Primero, ¿quién dio escritura de propiedad a la vida sino el Estado? Ser ciudadano y libre eran, por supuesto, las condiciones previas necesarias para dicho “honor” y derecho. En la cuneta quedaban los esclavos: no gentes para el Estado, aunque estuvieran viviendo dentro de sus limes o fronteras. No gentes, no agentes tampoco; sino cosas e instrumentos eran y deben ser por derecho los seres sometidos a esclavitud. Aristóteles justifica su condición de tales no –fíjense- por la utilidad y provecho al Estado (eso sería tener una conciencia realista históricamente; cosa imposible para un pensador político idealista como Aristóteles); ni por razones a las cuales hoy llamaríamos de tipo racista o xenófobo. Es la guerra, una situación anterior al Estado, o una excepción dentro del orden legal que este defiende, lo que sanciona la esclavitud.
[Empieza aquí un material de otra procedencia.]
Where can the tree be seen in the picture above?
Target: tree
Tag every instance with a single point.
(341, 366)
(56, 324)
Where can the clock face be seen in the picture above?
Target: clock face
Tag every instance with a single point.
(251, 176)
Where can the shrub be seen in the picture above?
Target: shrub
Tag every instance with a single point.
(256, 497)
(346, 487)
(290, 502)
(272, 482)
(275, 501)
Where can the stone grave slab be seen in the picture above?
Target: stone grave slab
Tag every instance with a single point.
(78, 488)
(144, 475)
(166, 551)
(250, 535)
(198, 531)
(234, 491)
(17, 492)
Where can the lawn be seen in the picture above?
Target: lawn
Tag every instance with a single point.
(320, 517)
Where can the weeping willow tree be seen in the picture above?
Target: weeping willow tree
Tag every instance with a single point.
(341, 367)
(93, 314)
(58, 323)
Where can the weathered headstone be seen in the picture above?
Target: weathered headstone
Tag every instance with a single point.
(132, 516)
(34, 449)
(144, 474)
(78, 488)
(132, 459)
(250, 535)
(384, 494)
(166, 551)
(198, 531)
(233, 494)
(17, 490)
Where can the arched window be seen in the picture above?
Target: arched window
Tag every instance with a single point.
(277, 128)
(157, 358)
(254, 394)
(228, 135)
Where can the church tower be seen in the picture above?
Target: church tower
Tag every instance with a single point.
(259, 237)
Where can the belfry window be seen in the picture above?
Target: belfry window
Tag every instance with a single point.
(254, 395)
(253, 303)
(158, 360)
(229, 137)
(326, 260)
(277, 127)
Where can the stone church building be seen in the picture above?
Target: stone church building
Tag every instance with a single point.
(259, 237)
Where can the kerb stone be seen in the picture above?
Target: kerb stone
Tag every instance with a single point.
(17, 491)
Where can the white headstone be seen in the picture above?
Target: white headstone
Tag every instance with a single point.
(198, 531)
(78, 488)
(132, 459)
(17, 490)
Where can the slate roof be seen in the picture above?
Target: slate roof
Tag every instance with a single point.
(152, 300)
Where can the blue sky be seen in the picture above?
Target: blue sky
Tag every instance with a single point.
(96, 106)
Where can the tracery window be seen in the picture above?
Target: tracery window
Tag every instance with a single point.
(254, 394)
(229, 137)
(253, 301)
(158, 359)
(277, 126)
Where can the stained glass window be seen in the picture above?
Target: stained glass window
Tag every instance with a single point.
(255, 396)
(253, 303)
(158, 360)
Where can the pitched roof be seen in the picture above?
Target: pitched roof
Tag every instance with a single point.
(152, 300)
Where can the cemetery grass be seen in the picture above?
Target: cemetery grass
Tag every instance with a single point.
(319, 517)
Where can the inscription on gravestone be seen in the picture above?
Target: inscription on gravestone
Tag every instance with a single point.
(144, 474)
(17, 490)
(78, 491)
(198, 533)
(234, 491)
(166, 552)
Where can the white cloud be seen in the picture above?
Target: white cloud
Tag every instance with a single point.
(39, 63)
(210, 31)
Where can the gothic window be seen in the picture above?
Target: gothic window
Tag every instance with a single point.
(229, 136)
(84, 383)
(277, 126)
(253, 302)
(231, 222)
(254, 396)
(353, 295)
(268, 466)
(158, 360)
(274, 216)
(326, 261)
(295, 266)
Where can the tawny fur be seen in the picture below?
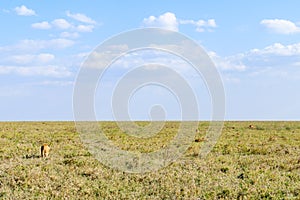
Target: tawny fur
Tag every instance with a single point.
(251, 126)
(45, 149)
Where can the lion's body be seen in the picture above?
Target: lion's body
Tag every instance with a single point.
(45, 150)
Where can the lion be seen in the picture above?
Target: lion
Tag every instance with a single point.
(45, 150)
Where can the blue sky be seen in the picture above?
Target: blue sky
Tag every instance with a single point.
(255, 45)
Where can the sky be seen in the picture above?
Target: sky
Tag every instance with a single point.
(255, 45)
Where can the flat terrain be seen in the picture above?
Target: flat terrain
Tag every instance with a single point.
(247, 163)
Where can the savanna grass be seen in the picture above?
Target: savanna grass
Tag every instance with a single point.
(258, 163)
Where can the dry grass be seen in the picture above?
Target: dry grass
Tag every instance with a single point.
(250, 163)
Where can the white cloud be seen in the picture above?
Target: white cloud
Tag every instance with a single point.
(50, 70)
(80, 17)
(231, 63)
(167, 20)
(201, 25)
(29, 58)
(69, 35)
(62, 24)
(24, 11)
(279, 50)
(59, 43)
(281, 26)
(85, 28)
(41, 25)
(56, 83)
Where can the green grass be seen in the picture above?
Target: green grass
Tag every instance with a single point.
(258, 163)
Los vencidos y prisioneros de guerra deben la vida al vencedor y, por tanto, pasan a su propiedad.

De lo anterior se desprende que la propiedad de la vida es la máxima riqueza del Yo, el Yo que ha establecido un pacto con otro Yo para crear el Estado. Lo que está al margen, pero en medio, atravesando todo el edificio conceptual del YO propietario-Estado, es la guerra. El Estado la deja fuera, pero también la incluye en sí mismo dadas unas condiciones excepcionales. En situación de guerra se abole provisionalmente, dentro del Estado, el derecho de propiedad a la vida que se le reconoce al Yo; es, primero, esa abolición, y solo después la abolición del derecho a la vida de los otros Yos de otros Estados. En realidad, la guerra vuelve a poner en juego la cuestión de si el Ciudadano, el Propietario de su vida, el Yo, merece serlo. Toda guerra no es otra cosa, en el fondo, que una prueba o un test sobre la ciudadanía. Se le recuerda a esta sus prerrogativas y se le advierte contra el mal mayor de decidirse por la esclavitud y, por tanto, de ser recatalogado usted como paria, como no gente y esclavo.

Las suaves o ardientes proclamas al patriotismo, al valor guerrero, a los nacionalismos salvadores y autotélicos, no responden a otra cosa que a una nueva reasignación y recuadriculado de los derechos que el Estado puede confiscar o confirmar, retener o hacer circular entre su ciudadanía.

Toda guerra, dirigida en primera intención contra el propio pueblo, pone a este a prueba con el manifiesto argumento de la propiedad del individuo de su propia vida. Baja la amenaza, real o ficticia, del que conspira fuera de las fronteras del Estado; pero aún más, bajo el temor a que usted, ciudadano, por cobardía o insumisión a la llamada de la violencia y la lucha proclamadas por la ley legítimas, pierda su prerrogativa, sea rebajado a la condición de siervo.

Las fronteras se han levantado bajo esta orden de guerra cívica y universal que el Estado ha dirigido, y dirige, a la conciencia del Yo. Por supuesto, solo valen para el fin que persigue su trazado de mente a mente, de yo a tú, de mí a ti, de extranjero a ciudadano, de hombre a cosa y esclavo. Para otros agentes, como el Dinero o Dios, y para los representantes terrenales de estos, las fronteras no existen, más que nominalmente. El mundo fantástico de la Ciudadanía global ya existe: cotiza en bolsa.